1. Şekle bağlı olmama
Sigorta akdinin geçerliliği, belirli bir şekle (ör. yazılı biçime) bağlı değildir; karşılıklı ve örtüşen irade beyanları yeterlidir. Yazılı poliçe, Yargıtay’ın da vurguladığı üzere (6762 s. TTK m. 1263 kıyasen) sadece ispat vasıtası niteliği taşır.

2. Özel hukuk sözleşmesi
TTK’da özel bir şekil veya kuruluş usulü öngörülmediğinden, sigorta akdi genel özel hukuk prensiplerine tâbidir; tıpkı diğer borçlar hukuku sözleşmeleri gibi iki tarafın serbest iradesiyle kurulup hüküm doğurur.

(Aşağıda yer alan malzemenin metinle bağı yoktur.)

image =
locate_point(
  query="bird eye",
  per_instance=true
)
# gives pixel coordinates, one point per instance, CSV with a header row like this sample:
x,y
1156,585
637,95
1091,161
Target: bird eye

3. Borçlar hukuku rejimine tâbi olması
6102 s. TTK’da hüküm bulunmayan hallerde, 6098 s. TBK’nın genel hükümleri (özellikle genel işlem şartları– m. 20 vd.) uygulanır. TBK ve yeni TTK aynı tarihte yürürlüğe girmiştir.

4. Karşılıklı ve süreklilik arz eden borç ilişkisi
Sigortacı, rizikoyu belirli süre için üstlenirken; sigorta ettiren prim ödeme ve rizikoyu artırmaktan kaçınma, doğru bilgi verme gibi sürekli borçlar altına girer. Prim peşin ödense bile, bilgilendirme ve risk azaltma yükümlülükleri devam eder.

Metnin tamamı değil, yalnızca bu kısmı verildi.